Here is another page in my attempt to record what I have learned from a semester and a half of playing around with standards-based grading in my 9th-grade history class, this one focused on how standards change the nitty-gritty of my grading practices. You can see what I’ve already said on the matter here, here, and here.
Like many high school teachers, I teach in a setting that requires a hybrid between a standards-based approach and a calculated letter grade. My school reports progress on standards but also a letter grade for each quarter. Moving between the two makes things more complicated and requires some careful thought. Here is my list of things that proved unexpectedly challenging in this process, along with where I’ve come out on them for now. I’m not sure I’ve answered any of these questions to my complete satisfaction yet, but that’s part of what makes this all so interesting.
How much granularity is there in the scale?

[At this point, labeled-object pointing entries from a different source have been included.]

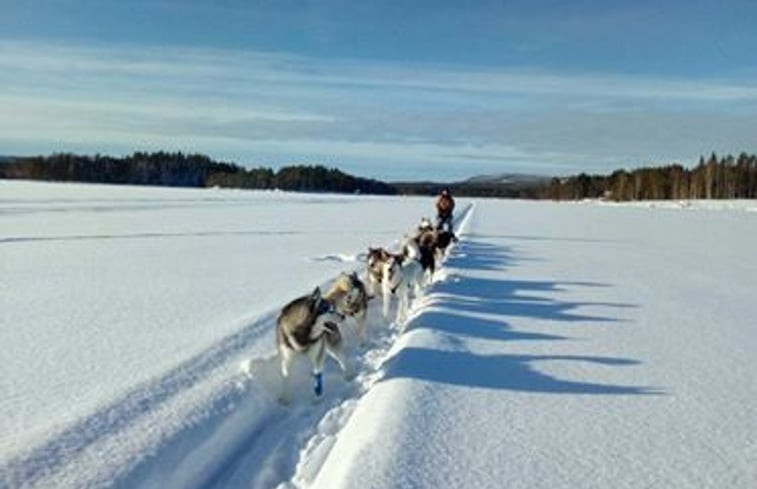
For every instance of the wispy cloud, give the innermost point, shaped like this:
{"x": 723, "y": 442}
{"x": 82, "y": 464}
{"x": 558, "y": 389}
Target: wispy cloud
{"x": 253, "y": 106}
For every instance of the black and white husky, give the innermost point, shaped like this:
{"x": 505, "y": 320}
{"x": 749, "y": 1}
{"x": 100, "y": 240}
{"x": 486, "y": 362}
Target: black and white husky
{"x": 309, "y": 325}
{"x": 350, "y": 298}
{"x": 400, "y": 276}
{"x": 375, "y": 268}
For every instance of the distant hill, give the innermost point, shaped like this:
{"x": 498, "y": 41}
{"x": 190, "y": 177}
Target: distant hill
{"x": 506, "y": 185}
{"x": 507, "y": 179}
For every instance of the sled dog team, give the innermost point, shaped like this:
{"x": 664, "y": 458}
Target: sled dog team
{"x": 310, "y": 324}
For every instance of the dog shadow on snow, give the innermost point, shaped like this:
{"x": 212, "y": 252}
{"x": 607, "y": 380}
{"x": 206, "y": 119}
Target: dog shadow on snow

I found myself, in my test run last term, moving between three-point and four-point scales (the reason I did this had to do with the technical set up of my grading program, not a deliberate choice, but the results were interesting to me). In theory, three points–“yes,” “no,” and “not quite”–would seem to be plenty for many tasks, but in practice, I really felt the difference between three and four. The shorter the scale, the less nuance one can communicate to the student. This matters. Imagine playing a game of blind man’s buff in which your friends just said, “warm,” “warm,” “warm” over and over. You’d get sick of it pretty soon. Add “warmer” and “cooler” to the mix, and the game becomes playable. We sometimes talk about these small grading steps as hedging our bets or even pandering to students–I’ve been having this discussion a lot lately with regard to whether a B+ conveys any useful information that a B does not–but, if our goal is to make grading more precise and to communicate as clearly as possible, then maybe the question should be turned around: is there a good reason to limit the tools we have?
I think these nuances are especially important in helping students see their progress over time: the more granular your detail, the more quickly progress will become apparent, and progress is, in itself, inherently motivating.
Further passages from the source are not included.